身体にまつわる都市伝説 第106回

脳はマルチタスクを実行できない?

2014.07.15 TUE

身体にまつわる都市伝説


複数の人の言葉を同時に聞き分けたといわれる聖徳太子の例も(真偽はともかく)、「“注意”を適切にコントロールする鍛錬を積めば、可能かもしれません」と末神先生。つまり、頑張ったぶんだけキャパは広がる!? 写真提供/PIXTA
不思議なもので、仕事でもプライベートでも、多忙な時期ほど様々な用事が重なるもの。次々に新たな仕事が発生して、「よりによって、なぜ今…」と泣き言をいいたくなる経験は誰しもあるだろう。

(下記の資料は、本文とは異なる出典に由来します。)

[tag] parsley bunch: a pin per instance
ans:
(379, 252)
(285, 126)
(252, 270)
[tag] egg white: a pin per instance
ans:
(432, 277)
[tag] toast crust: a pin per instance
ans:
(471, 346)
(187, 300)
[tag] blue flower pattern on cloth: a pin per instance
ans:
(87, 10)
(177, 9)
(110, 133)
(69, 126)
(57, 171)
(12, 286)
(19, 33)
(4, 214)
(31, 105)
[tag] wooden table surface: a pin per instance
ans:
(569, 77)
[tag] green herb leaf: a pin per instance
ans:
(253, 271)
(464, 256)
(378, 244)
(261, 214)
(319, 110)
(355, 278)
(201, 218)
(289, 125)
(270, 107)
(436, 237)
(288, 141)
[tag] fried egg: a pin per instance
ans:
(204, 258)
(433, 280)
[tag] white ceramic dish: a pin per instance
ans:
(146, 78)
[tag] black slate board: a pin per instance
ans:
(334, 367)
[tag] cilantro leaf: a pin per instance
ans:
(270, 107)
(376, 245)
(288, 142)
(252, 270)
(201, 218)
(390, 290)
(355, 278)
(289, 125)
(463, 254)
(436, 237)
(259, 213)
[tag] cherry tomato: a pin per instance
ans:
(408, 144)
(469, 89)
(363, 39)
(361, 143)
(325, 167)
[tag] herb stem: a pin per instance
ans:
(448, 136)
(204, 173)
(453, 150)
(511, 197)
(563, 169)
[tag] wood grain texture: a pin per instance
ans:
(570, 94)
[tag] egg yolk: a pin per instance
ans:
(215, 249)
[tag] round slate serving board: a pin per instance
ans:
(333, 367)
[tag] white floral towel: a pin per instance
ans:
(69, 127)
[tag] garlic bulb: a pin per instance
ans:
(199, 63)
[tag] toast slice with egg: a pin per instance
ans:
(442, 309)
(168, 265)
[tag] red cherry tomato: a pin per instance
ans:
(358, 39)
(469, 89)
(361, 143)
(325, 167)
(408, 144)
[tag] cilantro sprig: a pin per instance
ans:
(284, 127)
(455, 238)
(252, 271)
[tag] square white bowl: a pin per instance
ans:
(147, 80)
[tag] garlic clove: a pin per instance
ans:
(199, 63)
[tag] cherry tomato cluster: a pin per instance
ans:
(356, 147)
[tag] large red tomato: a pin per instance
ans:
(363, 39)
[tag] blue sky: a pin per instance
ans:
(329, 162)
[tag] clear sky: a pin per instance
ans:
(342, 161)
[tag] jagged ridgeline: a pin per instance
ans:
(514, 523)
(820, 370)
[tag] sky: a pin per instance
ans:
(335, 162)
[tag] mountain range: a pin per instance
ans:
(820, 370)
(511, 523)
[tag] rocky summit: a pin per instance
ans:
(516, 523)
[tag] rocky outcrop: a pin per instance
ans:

こんなとき、パソコンみたいに「マルチタスク」対応で複数の作業をすいすい同時進行できればなあ、などと夢想してしまうのは筆者だけではないはず。でも、人間の脳はそもそもマルチタスクに対応しているのだろうか? オスロ大学・認知機能研究センターの末神翔先生に聞いてみた。

「少し難しい話になりますが、これについては“情報処理”と“課題遂行”、ふたつの視点に分けて考える必要があります。まず情報処理については、脳は本人の意思にかかわらず、常に様々な情報を同時に処理していますから、マルチタスクといえるかもしれません」

脳が複数の情報処理を同時進行していることは、こんな実験で確かめられるという。

「たとえば、“青”という文字を赤ペンで書いて、その文字色を声に出して言ってみてください。“あか”と答えようとしても、関係ないはずの“青”という文字の意味が邪魔になる感覚が得られるはずです。これは脳が複数の情報を同時に処理しているから起こる現象で、脳科学では『ストループ干渉』と呼んでいます」

一方の課題遂行についてはどうか。TVを観ながらものを食べたり、パソコンの画面を読みながら電話で話したり、簡単な行動であれば、複数のことを同時にやることは誰しもあるはずだ。

「たとえばコーヒーを飲みながら友人と話しているときなどは、“飲む”と“聞く”という2つの行為が同時に行われているように見えるかもしれません。しかし、このとき脳は注意を向ける対象や配分をコントロールしながら臨機応変に働いているにすぎず、厳密には、コンピュータでいうところのシングルタスクでの処理しか行っていないといえます」

ビジネス書などで「マルチタスク型仕事術」などといわれるのは、あくまでたとえ話。一見、複数の行為を同時進行していても、脳のメカニズムを考えれば、厳密な意味でマルチタスクは不可能なのだ。

なお、こうした注意の量の調整能力は、訓練によって向上することが研究により明らかになっているとのこと。激務の時期を乗り越えれば、ちゃんと自分の処理能力はアップしているはずだ。